This article on Rueters really focuses more on the coffee business rather than the hyperbole in the headline about a land grab uprooting coffee plantations. As a developer involved to some degree in many projects in the Boquete area I can tell you that I know of only a few small coffee farms that have been uprooted for residential developments. Valle Escondido was a coffee farm and a cattle farm for milk cows. The steep areas where the coffee was grown is still growing and we plant more coffee and maintain it to control erosion. The other large projects in the Boquete area are being built on cattle farms and not coffee farms, but "Land grab" makes for a great headline.
By Mike Power
BAMBITO, Panama (Reuters) - Connoisseurs have nothing but praise for Panama's tiny annual crop of gourmet coffee but they warn that farms where the best beans are grown could vanish as landowners sell to wealthy foreign retirees.
International tasters meeting in Panama's lush highland growing region this weekend to select its best coffees say that a real-estate boom has led growers to sell off farms just when the world is waking up to how good their beans can be.
The number of judges at the Specialty Coffee Association of Panama's annual "Best of Panama" competition is double that of last year and there are nine more coffees competing to win a chance at a lucrative online auction.
The winner will be chosen on Saturday by 28 international coffee experts sampling 33 single-estate, shade-grown highland arabica coffees. The top 10 beans advance to the online auction, where a 'Geisha' variety the last two years sold at a record price of over $20 a pound.
Geisha coffee trees were brought to Panama in 1963 from Costa Rica. Their low yields were at first considered to be profitable but that changed as increasingly sophisticated consumers were drawn to the beans' complex flavors.

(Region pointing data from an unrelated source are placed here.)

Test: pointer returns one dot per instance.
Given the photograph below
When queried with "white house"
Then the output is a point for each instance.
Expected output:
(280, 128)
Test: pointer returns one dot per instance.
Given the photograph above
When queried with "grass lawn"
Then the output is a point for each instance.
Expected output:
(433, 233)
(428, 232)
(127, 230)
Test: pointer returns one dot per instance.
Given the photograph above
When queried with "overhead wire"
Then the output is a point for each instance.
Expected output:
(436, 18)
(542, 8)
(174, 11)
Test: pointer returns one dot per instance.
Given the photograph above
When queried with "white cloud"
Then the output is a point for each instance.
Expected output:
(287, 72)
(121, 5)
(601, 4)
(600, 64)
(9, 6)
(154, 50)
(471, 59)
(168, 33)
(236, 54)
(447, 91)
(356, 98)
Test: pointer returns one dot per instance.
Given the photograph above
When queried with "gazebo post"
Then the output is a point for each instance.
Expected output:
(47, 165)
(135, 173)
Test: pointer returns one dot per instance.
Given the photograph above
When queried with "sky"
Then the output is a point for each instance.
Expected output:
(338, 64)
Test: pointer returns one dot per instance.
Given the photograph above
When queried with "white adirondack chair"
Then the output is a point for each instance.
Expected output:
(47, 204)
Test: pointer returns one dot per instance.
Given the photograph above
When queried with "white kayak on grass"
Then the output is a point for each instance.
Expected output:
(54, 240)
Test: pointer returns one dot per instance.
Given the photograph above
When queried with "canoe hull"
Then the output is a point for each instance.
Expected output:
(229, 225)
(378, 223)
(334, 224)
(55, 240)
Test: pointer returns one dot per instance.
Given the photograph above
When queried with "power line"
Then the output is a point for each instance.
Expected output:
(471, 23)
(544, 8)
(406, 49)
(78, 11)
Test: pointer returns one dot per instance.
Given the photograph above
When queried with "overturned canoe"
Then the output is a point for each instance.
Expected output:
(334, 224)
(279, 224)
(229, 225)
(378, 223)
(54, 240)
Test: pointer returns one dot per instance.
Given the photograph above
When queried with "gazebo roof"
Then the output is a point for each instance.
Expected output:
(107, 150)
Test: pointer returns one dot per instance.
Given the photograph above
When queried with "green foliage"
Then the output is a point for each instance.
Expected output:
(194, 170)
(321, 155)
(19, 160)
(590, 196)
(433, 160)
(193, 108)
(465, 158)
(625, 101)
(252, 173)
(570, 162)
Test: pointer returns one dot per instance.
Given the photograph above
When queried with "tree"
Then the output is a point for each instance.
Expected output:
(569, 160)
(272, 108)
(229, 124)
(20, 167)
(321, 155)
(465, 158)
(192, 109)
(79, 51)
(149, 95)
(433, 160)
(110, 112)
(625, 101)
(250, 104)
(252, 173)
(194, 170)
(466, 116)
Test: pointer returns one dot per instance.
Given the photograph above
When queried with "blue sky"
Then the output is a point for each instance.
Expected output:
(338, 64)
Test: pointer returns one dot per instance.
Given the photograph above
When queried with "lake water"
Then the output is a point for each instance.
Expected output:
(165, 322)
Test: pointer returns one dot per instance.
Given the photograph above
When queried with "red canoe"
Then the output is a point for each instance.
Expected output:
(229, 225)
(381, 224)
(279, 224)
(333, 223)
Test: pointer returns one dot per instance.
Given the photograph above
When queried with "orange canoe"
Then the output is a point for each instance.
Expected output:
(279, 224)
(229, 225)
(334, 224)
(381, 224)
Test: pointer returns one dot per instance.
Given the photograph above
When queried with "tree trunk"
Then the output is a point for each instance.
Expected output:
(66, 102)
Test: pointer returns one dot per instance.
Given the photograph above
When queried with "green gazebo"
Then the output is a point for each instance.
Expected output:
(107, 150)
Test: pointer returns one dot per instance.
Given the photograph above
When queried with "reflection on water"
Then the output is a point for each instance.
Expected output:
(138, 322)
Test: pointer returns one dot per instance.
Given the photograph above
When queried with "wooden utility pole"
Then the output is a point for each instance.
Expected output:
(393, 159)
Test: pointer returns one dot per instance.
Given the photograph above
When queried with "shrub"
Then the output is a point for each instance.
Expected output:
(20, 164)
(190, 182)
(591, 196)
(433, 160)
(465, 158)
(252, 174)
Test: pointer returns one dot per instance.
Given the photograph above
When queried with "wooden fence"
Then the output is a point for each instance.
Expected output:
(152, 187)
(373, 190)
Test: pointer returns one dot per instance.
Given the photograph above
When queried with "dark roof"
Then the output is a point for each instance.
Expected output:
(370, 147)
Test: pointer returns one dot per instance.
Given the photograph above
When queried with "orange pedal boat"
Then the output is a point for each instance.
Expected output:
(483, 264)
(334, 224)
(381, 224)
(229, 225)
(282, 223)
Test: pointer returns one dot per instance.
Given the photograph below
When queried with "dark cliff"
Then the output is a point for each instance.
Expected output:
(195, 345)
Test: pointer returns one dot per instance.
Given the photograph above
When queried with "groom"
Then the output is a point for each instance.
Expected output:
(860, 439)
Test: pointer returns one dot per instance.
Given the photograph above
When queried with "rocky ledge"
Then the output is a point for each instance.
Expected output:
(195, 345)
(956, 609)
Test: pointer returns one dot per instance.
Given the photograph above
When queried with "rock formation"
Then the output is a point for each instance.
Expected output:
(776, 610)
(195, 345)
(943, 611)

Judge Alan Nietlisbach of international coffee trading group Volcafe, one of the world's biggest buyers of specialty coffee, said the Panamanian gourmet sector is thriving.
"Panama has a very small and focused industry, with very educated, young and passionate farmers. With the limited availability that they have, their prices are going to continue to go up," he told Reuters.
"We're looking at a very good crop for next year. The flowering is early. It's very flush," he added.
But a real-estate boom driven by U.S. and European retirees in the cool mountain town of Boquete -- the center of the country's fine coffee production -- is tempting farmers to sell up and move out, Nietlisbach said.
"Boquete is one of the large specialty regions. Farmers there are worried about staving off urban development," he said.
One farmer who preferred not to be named said: "I want to expand, but my family are greedy. They want to sell the land."
In some parts of the picturesque town, where many houses are bedecked with tropical flowers and surrounded by fruit trees, land that cost $10 a square yard (meter) five years ago is now selling for 30 times that price.
Francisco Serracin, vice-president of the Panama's Specialty Coffee Association, says despite the pressure, a Panamanian Geisha variety won the Specialty Coffee Association of America's Cupping Pavilion this year.
"Year after year, we are maintaining quality, despite economic and climactic problems," he said. "The geisha has caused a boom in Panamanian specialty coffee. The possibility does exist that the quantity of specialty coffee from Boquete will diminish, but we have other excellent zones."
Panama's harvest in 2005 was around 240,000 101-pound (46-kg) bags, of which about 20 percent was classed as specialty. Half of the total crop was exported.